Nun war vom Anhalter Bahnhof nur mehr ein Teil der Stirnwand der Schalterhalle erhalten. Im Sommer war das Gelände hinter dieser Wand von dickem Unkraut und Gebüsch überwuchert, und während unserer Schulzeit hatten Werner und ich uns oft dort zwischen den im Dickicht verborgenen Stellwerken, Lokomotivschuppen, ausgeweideten, verrosteten Schlafwagen und anderen Ruinen des Eisenbahnzeitalters herumgetrieben. Seit Kriegsende ist auf den Gleisen der Südbahn hinter dem ehemaligen Bahnhofsgelände ein regelrechter Urwald entstanden.
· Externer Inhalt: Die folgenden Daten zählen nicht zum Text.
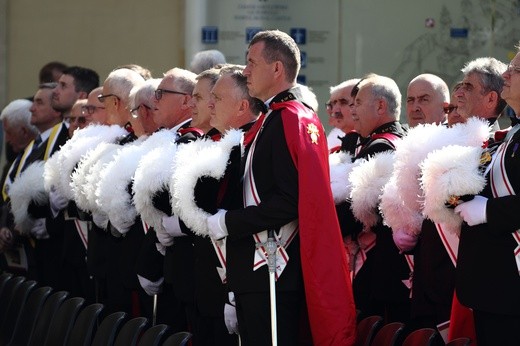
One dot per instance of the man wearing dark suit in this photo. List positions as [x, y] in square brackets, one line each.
[280, 195]
[378, 285]
[487, 276]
Was auf der Nordseite des Anhalter Bahnhofs stehen geblieben war, machte nicht mehr viel her. Man hätte die ramponierten Fassaden, die da noch vereinzelt aufragten, für Filmkulissen halten können, wenn sie nicht so authentisch schmutzig gewesen wären. Dort, wo einst das Zentrum Europas war, war jetzt nichts mehr. Wer nun unterwegs in die Kochstraße oder zum Checkpoint Charlie am ehemaligen Anhalter Bahnhof vorbeifuhr, machte, dass er weiterkam.
Dennoch hat erstaunlicherweise das Café Leuschner bis heute dort ausgehalten. Willi Leuschner mochte mit der Aufstellung der Jukebox einen bedauerlichen Fehler gemacht haben, aber er zapfte ein gutes Bier, und seine österreichische Frau servierte noch immer einmal in der Woche den besten Tafelspitz in der Stadt. Und zu dem zartgekochten Rindfleisch gab es bei ihr kleine Kartoffelklöße, der Kohl war in Bratenfett gegart und mit Kümmel gewürzt.
Als Werner sich den letzten Bissen seiner gigantischen Portion Rindfleisch mit viel zuviel geriebenem Meerrettich in den Mund geschoben hatte, fand ich es an der Zeit, das Thema anzuschneiden, das ich mit Werner besprechen wollte. Ich sagte: »Jedenfalls sieht Lisl hervorragend aus.«
»Du hast sie nur für fünf Minuten gesehen«, sagte Werner und wischte mit einem Stück Brot den Rest des Meerrettichs von seinem Teller. Ihm trieb das Zeug nicht wie mir die Tränen in die Augen.
»Sie schlief noch, als ich heute morgen ging, und ich wollte sie nicht stören«, sagte ich. Ich versuchte es noch einmal mit dem Meerrettich, den liegen zu lassen ich schon beschlossen hatte. Wieder fand ich schon das kleine bisschen, das ich an der Gabel hatte, sehr, sehr scharf.
»Sie ist eine dumme alte Frau«, sagte Werner in einem Ausbruch von ungewohnter Bitterkeit. Daran konnte man erkennen, wie frustriert er war. »Tausendmal hat der Arzt ihr gesagt, dass sie abnehmen und sich schonen soll. Statt dessen trinkt sie, raucht, regt sich auf, streitet herum. Es ist absurd.« Vielleicht war der Ton, in dem er das hervorstieß, nicht so sehr erbittert als traurig.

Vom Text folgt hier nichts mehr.